Но ей приходится опускать глаза, избегая его взгляда. Да, Он смотрит на неё, даже несмотря на её вид. Она нервно кусает больные губы, смотря куда-то под стол, на свои колени, разглядывая кожу, затем деревянный пол. Все, что угодно, лишь бы не поднимать глаза, лишь бы не встречаться с его взглядом. Лишь бы просто не видеть его. Знает, что Он сжимает губы. Чувствует его напряжение и раздражение.
Боится смотреть на него. Его взгляд убьет её. Снова.
***
От лица Чарли.
Я подпрыгиваю,
Дилан обходит стол, и молюсь, нет, просто кричу про себя, чтобы он прошел мимо, чтобы не делал того, чего я боюсь.
Но парень садится на свободный стул рядом со мной. Пьет что-то из кружки, игнорируя вздохи Зои и взгляды матери, которая ведет себя очень странно.
Атмосфера на кухне. Она угнетает.
Мне хочется убежать от этих людей. Как можно дальше.
Мое сознание мутнеет от резкого запаха никотина. Дилан явно недавно курил.

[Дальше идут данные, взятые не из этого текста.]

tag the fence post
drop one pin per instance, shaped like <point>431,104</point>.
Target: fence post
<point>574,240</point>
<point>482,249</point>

Ненавижу эту отвратительную вонь.
Хочу ненавидеть.
Вот уже полчаса мы все сидим здесь молча, якобы ужиная, но никто толком не притронулся к еде. Все пьют, изображая на лицах безэмоциональность. Может, так даже лучше. Мне не хочется шума. Не хочется разговоров, притворных и натянутых улыбок, фальшивого смеха.
– Нина, собирайся, нам нужно на работу, - отец бросает это, не отрываясь от газеты. Мать лишь закусывает губу, отвечая легким кивком.
На работу? Опять ночная смена? Женщина явно не высыпается.
Я беспокоюсь о ней.
Взгляд замирает на листе зеленого салата в тарелке, когда кончик холодного пальца касается бедра. Одно действие, и я готова рвать волосы на голове. Готова вскочить со стула и убежать. Готова кричать, глуша бурю эмоций внутри.
Но вместо этого сижу смирно и ровно, будто ничего не происходит. Лишь губы начинают еле заметно дрожать, поэтому сжимаю их, пытаясь проглотить комок в горле.
Дилан стучит пальцем по коже, но смотрит куда-то перед собой, покусывая белые от напряжения костяшки. Он тихо дышит, вытягивая ноги под столом. Зои уставилась на него из подо лба.
Мое дыхание сбивается, отчего выпускаю воздух сквозь приоткрытые воспаленные губы. Дилан полностью накрыл бедро ладонью, сжимая кожу пальцами. Потирает большим пальцем выступающую кость. В животе тянет, жжется и выворачивает. Приступы тошноты отступили.
Мать поднимается со стула, когда отец встает, направляясь к двери. Взрослые оставляют кружки и тарелки на столе.
– Пока, мам, - Зои потирает колени, когда женщина выходит за мужем, прикрывая дверь.
С их уходом, весь кислород в помещение испаряется, исчезает. Его просто нет. Глухо слышу хлопок входной двери.
И вот мы опять одни дома. Я, Дилан и Зои. Золотая троица.
– Дилан, - Зои подала голос первой, и пальцы парня больно сжали кожу бедра. Я подняла глаза на сестру, которая облизывает губы:
– Нам нужно поговорить, - бросает взгляд на меня.
И тогда мне приходится прикоснуться к нему. Моя ладонь трясется, а пальцы дрожат, когда я накрываю его руку, мягко убирая от бедра. Дилан переводит на меня глаза. Такие уставшие и безжизненные, что я еле борюсь с желанием забить на все случившееся, схватить его за руку и увести отсюда, как ребенка. Как ребенка, которому необходима помощь.